I remember one interfaith program of the Christian Conference of Asia. We had Muslims, Hindus, Buddhists, including monks, and Christians as participants. In the spirit of interfaith cooperation, we took turns in leading the worship/prayer each day. On the day that the Buddhists led, they had a ritual where the monk blessed pieces of string which we were to tie around each other’s wrist. Two of our Christian participants from a predominantly Buddhist country refused to take part in that ritual for they believed that doing so would be compromising their faith, and they could be reprimanded by their elders. We respected their decision but we also assured them that sharing with one another was part of our effort at interfaith relation.

During one gathering of the Congress of Asian Theologians which I organized, I had one guest speaker from Indonesia, a Muslim theologian. I thought I was being helpful to him during meal time, when I warned him of dishes that had pork. After the third warning, he gently said to me: “Sister Hope, we are excused if we did not know what was in it.”             

I think it is not simply taking the food, alcohol, or engaging in gambling that may cause division in the community. Rather it is the theological understanding behind those actions. In our church community, it could be our varied theological views, different ideological orientations, or our long-held traditions. Some of us have had some opportunities for further training that we may become impatient with those whose beliefs or ideas are so different from ours. Some of us may be privileged to have new experiences, new realizations about life and relationships and we may feel rejected if those are not honored or accepted.

Paul’s advice remains relevant: knowledge/freedom puffs up, but love builds up.
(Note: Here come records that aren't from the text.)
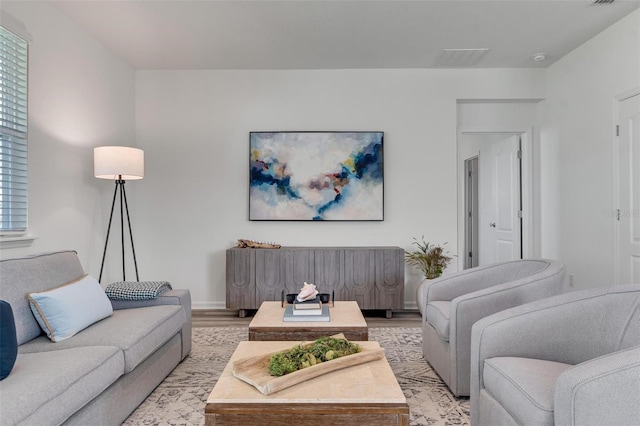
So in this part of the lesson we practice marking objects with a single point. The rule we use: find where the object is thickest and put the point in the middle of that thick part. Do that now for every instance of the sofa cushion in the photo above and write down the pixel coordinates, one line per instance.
(523, 386)
(46, 388)
(438, 317)
(8, 341)
(34, 273)
(138, 332)
(69, 308)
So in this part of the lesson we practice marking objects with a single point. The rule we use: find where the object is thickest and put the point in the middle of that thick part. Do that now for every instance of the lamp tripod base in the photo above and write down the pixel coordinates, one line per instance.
(119, 188)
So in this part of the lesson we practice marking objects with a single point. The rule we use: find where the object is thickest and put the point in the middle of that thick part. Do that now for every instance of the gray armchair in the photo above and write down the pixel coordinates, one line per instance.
(572, 359)
(453, 303)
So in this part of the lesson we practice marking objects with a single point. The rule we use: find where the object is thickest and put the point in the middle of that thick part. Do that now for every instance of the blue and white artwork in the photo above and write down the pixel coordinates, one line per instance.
(316, 176)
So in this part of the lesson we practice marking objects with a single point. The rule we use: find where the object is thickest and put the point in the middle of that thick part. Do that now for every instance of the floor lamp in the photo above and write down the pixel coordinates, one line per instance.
(119, 163)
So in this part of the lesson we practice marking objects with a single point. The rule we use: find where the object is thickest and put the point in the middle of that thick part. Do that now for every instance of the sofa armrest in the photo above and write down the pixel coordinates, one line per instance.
(170, 297)
(605, 390)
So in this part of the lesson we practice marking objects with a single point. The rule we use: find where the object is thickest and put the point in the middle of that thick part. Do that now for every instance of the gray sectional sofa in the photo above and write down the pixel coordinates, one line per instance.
(99, 375)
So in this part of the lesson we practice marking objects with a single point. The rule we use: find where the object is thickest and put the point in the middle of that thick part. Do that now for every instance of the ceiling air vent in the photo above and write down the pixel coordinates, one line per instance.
(459, 57)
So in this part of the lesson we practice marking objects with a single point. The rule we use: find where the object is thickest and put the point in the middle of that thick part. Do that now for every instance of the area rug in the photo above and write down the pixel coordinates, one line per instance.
(181, 397)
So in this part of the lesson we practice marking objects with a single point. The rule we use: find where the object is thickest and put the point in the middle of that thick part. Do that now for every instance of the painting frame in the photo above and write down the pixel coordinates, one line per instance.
(316, 176)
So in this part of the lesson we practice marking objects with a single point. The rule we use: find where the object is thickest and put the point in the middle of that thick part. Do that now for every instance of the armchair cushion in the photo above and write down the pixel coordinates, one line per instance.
(471, 295)
(438, 317)
(524, 386)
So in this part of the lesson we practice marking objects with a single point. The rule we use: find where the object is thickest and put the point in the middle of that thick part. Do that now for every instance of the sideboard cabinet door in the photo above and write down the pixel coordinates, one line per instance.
(240, 279)
(372, 276)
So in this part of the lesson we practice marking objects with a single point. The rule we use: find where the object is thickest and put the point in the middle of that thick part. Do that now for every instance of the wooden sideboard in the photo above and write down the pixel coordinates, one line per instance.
(372, 276)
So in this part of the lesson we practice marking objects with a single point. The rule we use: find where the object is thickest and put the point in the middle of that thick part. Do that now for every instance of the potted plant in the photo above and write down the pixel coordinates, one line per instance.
(431, 259)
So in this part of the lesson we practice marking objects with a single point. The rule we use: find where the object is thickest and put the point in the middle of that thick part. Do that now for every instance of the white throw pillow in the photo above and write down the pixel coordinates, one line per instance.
(63, 311)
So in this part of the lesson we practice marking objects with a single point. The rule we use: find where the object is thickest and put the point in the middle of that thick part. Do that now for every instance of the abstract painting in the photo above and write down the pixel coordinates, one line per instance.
(321, 176)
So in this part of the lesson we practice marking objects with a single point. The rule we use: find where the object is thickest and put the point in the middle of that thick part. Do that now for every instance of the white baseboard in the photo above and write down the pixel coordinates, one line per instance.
(208, 305)
(222, 305)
The exercise of our freedom in Christ must be tempered with love. Freedom (or knowledge) puffs up. It puffs up the ego of the one who claims to have more knowledge and understanding about God or anything. It puffs up the ego so that one would think they know better than others. But love builds up (vs. 1) – it builds up the community in a way that it understands where each one is coming from, and it would not insist on its own way.

Kowloon Union Church is known to have progressive ecumenical ideas, and to have commitments for the marginalized in society. It is also welcoming and affirming of all kinds of people. For this we have to continue to reflect on how we can let love build us up, rather than letting our ideas and commitments puff us up. We would hope that the exercise of our knowledge and commitment will be tempered with love. We would also hope that our words and actions will show the wholeness and integrity that Christ Jesus demonstrated in his life and ministry. May it be so.

Dear God, help each one of us, as we deal with the challenge of our inner, individual unity, and our quest for wholeness and integrity. As we try to work on our wider unity as a community, inspire us to let love build us up. Amen.